Kirchengemeinde Amelungsborn, St.Marien / St.Gangolf
Kirchengemeinde Amelungsborn, St.Marien / St.Gangolf
Siegel der Kirchengemeinde
Siegel der Kirchengemeinde

Die Kirchengemeinde besteht erst seit 2006 und entstand durch die Zusammenlegung der beiden Kirchengemeinden Negenborn und Golmbach. Schon immer haben die beiden Patronatsgemeinden des Klosters Amelungsborn, Negenborn und Golmbach, zusammengearbeitet bei Vakanzvertretungen, durch Zusammenarbeit im Kindergarten-Gottesdienst, durch gemeinsame Kinderarbeit und Jugendarbeit und durch die Zusammenlegung des Seniorenkreises. Der Negenborner Pfarrer war gleichzeitig Klosterpfarrer.
Als sich Anfang der 90er Jahre abzeichnete, dass im Forstbachtal eine Pfarrstelle wegfallen würde, bereiteten die damaligen Pfarrer Zierenberg und Schlüter gemeinsam mit ihren Kirchenvorständen die Kirchengemeinden frühzeitig auf diese Situation vor und beschlossen Neuregelungen im Bereich der Gottesdienste und der Seelsorge, die in Zukunft von einem Pfarrer allein bewältigt werden konnten.
Oktober 1998 wurde der Golmbacher Pfarrer Bartram für beide Gemeinden zuständig. Die Kirchenvorstände tagten seitdem immer zusammen, weil ihnen bewusst war, dass nur in Gemeinschaft ein fruchtbares Wirken für die verbundenen Gemeinden möglich ist.
Als Anfang 2005 massive finanzielle Kürzungen auf die Gemeinden zukamen wegen Bevölkerungsschwund und wegbrechender Steuereinnahmen, reagierte der gemeinsame Kirchenvorstand wiederum schnell und leitete die Vereinigung der beiden Gemeinden in die Wege. Die Zusammenlegung paralleler Strukturen, Energiesparmaß-nahmen, Sommer- und Winterkirche, Verlagerung besonders energieverbrauchender Wintergottesdienste und Neuberechnung der Küsterdienste (z.T. ehrenamtlich) halfen, die notwendigen Einsparungen zu vollziehen.

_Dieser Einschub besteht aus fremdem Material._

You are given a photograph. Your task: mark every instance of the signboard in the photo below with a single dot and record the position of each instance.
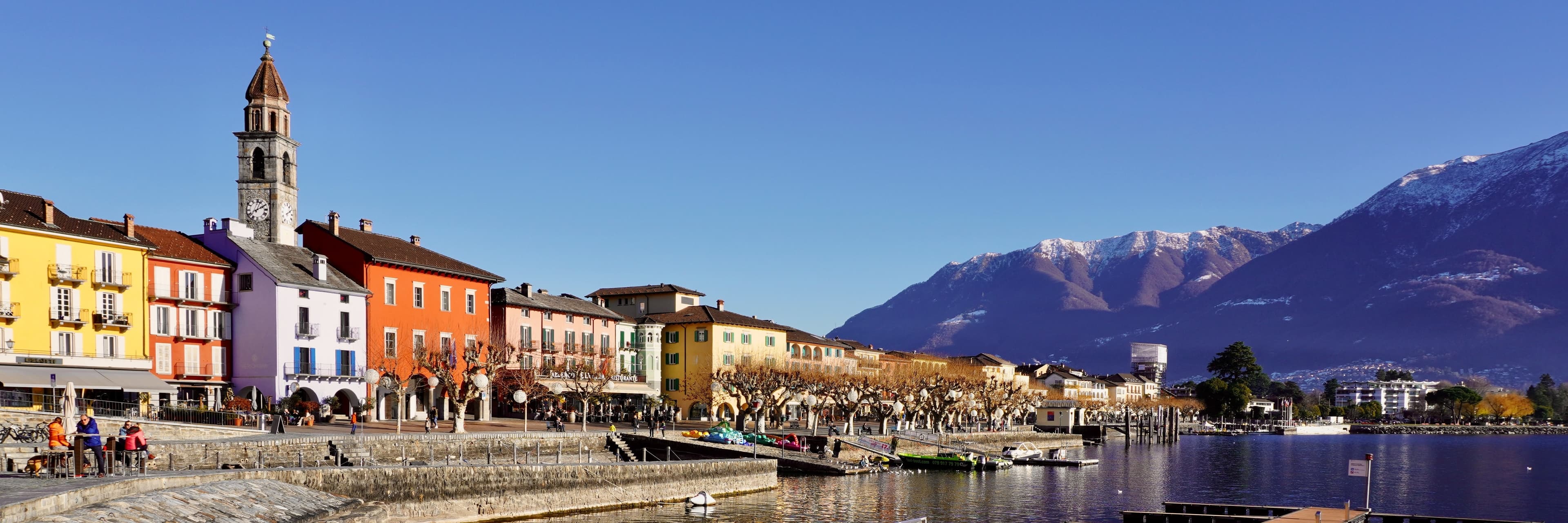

Schnell hatten sich die Kirchenvorstände auf den neuen Namen der Gemeinde "Kirchengemeinde Amelungsborn, St. Marien / St. Gangolf" geeinigt. In den anberaumten Gemeindeversammlungen bekundeten die Gemeindeglieder der Kirchen- und Kapellengemeinden ihr Verständnis für die anstehenden Veränderungen, so dass schon zum 1. 1. 2006 die Vereinigung zur Kirchengemeinde Amelungsborn vollzogen werden konnte.

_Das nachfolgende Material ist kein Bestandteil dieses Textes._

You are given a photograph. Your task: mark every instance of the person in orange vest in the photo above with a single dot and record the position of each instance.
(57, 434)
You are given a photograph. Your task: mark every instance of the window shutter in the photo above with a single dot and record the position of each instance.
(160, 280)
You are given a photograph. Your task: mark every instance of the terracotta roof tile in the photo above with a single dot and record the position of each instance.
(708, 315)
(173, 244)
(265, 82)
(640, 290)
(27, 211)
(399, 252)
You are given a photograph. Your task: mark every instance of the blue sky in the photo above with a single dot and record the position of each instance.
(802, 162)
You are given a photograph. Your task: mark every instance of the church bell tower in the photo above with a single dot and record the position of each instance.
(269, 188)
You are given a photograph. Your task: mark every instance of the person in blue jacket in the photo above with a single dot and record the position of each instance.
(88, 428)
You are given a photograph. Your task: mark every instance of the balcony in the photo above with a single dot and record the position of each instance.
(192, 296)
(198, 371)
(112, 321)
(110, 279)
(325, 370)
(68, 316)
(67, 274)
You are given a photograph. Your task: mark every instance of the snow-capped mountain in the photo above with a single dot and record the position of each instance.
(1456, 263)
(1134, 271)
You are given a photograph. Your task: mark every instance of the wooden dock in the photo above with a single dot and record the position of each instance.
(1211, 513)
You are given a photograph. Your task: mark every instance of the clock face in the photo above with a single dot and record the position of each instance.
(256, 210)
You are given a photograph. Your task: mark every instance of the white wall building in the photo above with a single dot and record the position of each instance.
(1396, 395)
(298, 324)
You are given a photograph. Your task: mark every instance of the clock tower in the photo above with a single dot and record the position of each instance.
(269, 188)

Das Emblem im neuen Siegel der Kirchengemeinde Amelungsborn ist dem ehemalige Türsturz entnommen, der heute im Kreuzgang des Klosters zu sehen ist:
Beil und Hacke und in der Mitte das Rad stellen unsere alltägliche "Mühe und Arbeit" dar; das Rad ist auch Hinweis auf die dahineilende Zeit. Gleichzeitig weisen der Kreis des Rades auf die göttliche Ewigkeit und die kreuzförmigen Speichen auf das Kreuz Christi hin, durch das wir aus aller Vergänglichkeit erlöst werden und den Sinn unseres Lebens und Schaffens finden. In diesem Symbol ist das benediktinische "Ora et labora" abgebildet und erinnert an das tiefsinnige Wort von Reinhold Schneider: "Das Kreuz will nicht als Last getragen, es will zur Mitte des Lebens werden".